A large portion of the research in the Molecular Radiotherapy Research Lab is directed at the use of At-211-labeled monoclonal antibodies in hematopoietic cell transplantation (HCT). We have had long-term collaborations with a number of investigators at the Fred Hutch Cancer Center, including Dr. Rainer Storb, Dr. Brenda Sandmaier, Dr. Oliver Press (deceased), Dr. Damian Green, Dr. Johnnie Orozco and Dr. Roland Walters. We continue to have ongoing collaborative clinical and preclinical research projects with Fred Hutch investigators. In those collaborations the goal is to determine if the use of highly potent radiation from At-211-labeled antibodies can lead to new conditioning regimens that are more effective and less toxic than the conventional conditioning regimens, which use high intensity chemotherapy and total body irradiation to kill cancer cells and suppress immune response. HCT can be used in the treatment of cancers such as lymphoma, leukemia and multiple myeloma, and can also be used for treating nonmalignant blood disorders.

Hepatocellular Carcinoma

Liver cancer (hepatocellular cancer, or HCC) is the third-most lethal cancer globally, responsible for over 830,000 deaths in 2020. The 5-year survival rate is less than 20% for all stages and only 2% for advanced stages, highlighting the need to develop new agents for early detection and better therapy regimens for this disease.
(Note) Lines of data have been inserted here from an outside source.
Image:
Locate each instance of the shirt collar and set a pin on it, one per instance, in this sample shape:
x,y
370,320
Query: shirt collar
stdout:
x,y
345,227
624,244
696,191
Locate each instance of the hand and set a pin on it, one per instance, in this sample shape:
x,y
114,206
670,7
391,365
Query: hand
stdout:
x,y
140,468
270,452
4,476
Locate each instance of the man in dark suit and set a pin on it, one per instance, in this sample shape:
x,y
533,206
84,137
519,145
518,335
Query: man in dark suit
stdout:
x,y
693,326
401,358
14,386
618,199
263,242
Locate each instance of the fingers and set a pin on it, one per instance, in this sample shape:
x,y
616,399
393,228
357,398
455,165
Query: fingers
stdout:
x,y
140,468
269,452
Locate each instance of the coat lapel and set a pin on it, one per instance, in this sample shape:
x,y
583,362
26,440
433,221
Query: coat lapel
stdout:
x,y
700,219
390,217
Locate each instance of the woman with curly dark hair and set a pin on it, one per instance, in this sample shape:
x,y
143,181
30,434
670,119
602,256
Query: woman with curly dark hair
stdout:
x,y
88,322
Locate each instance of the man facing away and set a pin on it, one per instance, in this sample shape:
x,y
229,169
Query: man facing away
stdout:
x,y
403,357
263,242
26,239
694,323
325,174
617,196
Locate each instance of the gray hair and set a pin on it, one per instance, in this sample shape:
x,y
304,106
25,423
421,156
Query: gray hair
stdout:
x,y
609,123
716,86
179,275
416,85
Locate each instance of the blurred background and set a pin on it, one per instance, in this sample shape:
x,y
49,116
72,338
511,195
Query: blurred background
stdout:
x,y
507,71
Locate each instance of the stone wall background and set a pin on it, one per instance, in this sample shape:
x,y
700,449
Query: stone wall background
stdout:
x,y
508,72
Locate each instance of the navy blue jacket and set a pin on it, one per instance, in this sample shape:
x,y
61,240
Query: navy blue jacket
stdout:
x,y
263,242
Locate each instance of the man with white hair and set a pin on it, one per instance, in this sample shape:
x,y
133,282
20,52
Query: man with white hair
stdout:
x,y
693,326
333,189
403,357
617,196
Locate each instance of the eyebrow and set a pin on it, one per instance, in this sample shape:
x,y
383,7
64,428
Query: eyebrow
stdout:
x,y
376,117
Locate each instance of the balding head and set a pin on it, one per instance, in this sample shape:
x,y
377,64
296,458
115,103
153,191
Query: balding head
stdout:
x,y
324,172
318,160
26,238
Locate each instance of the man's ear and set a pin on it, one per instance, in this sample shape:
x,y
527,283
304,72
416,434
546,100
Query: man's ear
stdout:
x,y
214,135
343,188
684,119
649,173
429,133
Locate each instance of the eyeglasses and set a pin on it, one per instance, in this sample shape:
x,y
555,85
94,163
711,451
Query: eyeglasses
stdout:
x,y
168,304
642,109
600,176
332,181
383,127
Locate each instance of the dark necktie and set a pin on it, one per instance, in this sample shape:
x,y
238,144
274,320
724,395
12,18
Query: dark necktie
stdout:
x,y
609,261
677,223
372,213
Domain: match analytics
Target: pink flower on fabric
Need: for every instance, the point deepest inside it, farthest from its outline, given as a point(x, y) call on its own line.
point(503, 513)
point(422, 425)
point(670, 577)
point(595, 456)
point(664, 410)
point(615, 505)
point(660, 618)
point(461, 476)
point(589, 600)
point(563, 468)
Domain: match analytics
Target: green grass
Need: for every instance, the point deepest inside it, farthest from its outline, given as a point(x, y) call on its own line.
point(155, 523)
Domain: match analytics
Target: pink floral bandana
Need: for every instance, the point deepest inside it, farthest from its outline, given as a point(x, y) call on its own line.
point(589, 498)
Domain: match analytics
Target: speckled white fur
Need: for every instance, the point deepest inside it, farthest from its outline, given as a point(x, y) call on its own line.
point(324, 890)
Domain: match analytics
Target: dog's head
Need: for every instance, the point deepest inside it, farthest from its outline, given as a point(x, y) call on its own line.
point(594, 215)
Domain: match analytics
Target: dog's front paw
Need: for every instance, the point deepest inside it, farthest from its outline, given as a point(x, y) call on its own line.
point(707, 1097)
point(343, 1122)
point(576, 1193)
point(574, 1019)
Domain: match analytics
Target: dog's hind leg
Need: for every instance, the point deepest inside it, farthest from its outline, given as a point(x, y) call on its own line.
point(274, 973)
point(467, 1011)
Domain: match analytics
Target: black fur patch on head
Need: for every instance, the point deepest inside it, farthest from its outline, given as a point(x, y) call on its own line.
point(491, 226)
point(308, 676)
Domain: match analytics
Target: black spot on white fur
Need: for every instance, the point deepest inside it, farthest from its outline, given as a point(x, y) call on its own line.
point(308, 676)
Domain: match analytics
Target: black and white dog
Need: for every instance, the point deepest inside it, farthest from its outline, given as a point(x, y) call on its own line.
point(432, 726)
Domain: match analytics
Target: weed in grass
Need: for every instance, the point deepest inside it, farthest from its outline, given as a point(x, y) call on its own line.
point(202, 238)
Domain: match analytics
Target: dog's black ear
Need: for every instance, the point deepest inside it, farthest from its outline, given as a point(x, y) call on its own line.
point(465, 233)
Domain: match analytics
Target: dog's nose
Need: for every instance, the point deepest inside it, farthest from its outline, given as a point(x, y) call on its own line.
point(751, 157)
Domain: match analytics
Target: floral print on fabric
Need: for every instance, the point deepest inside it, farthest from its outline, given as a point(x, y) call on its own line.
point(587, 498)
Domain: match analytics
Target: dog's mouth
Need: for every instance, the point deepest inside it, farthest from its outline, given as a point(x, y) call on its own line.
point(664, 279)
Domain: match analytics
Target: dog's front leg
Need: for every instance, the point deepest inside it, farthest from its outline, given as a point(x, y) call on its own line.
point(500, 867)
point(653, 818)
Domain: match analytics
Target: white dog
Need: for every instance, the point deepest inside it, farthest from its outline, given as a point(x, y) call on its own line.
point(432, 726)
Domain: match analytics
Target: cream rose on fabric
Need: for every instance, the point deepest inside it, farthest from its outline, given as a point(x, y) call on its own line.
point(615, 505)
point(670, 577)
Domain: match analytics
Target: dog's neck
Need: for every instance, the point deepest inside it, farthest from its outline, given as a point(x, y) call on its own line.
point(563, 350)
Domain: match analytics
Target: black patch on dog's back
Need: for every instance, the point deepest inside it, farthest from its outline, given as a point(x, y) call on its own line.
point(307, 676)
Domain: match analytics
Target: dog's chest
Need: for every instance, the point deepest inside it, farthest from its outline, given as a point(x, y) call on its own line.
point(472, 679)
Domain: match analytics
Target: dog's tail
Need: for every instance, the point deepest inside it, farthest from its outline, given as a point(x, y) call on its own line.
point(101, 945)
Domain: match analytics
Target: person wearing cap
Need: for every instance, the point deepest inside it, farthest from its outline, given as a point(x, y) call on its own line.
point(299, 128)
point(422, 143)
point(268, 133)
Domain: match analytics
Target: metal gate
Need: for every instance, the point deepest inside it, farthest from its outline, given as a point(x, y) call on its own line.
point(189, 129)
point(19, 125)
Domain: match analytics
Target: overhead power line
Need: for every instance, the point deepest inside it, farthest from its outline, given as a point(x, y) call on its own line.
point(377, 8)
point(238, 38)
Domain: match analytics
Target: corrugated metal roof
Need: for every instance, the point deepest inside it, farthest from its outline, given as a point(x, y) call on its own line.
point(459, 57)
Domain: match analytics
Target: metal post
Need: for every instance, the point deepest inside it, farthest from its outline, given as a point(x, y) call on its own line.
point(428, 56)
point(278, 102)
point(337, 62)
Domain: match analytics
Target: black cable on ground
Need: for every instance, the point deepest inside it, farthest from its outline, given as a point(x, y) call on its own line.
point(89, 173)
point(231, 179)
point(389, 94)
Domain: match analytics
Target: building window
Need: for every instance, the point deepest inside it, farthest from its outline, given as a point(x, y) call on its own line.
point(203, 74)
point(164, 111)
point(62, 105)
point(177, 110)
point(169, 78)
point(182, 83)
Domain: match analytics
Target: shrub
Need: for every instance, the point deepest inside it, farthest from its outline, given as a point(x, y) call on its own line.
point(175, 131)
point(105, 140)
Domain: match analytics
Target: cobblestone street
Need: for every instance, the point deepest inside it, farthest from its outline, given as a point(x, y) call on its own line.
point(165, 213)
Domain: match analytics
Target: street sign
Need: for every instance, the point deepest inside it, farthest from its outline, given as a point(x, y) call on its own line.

Collaborations with Professor James Park, in the UW Department of Surgery, have demonstrated high selectivity for targeting HCC in an animal model. In those studies, we found that coupling the positron-emitting radionuclide zirconium-89 to a monoclonal antibody that targets the cell surface proteoglycan glypican-3, expressed on over 80% of liver cancers, can detect HCC tumors with both high sensitivity and accuracy in vivo. The same antibody, when coupled to therapeutic radionuclides, such as yittrium-90 and thorium-227, effectively suppresses and even halts the growth of the tumor. Research effort to further develop this theranostic approach for liver cancer diagnosis and treatment is ongoing.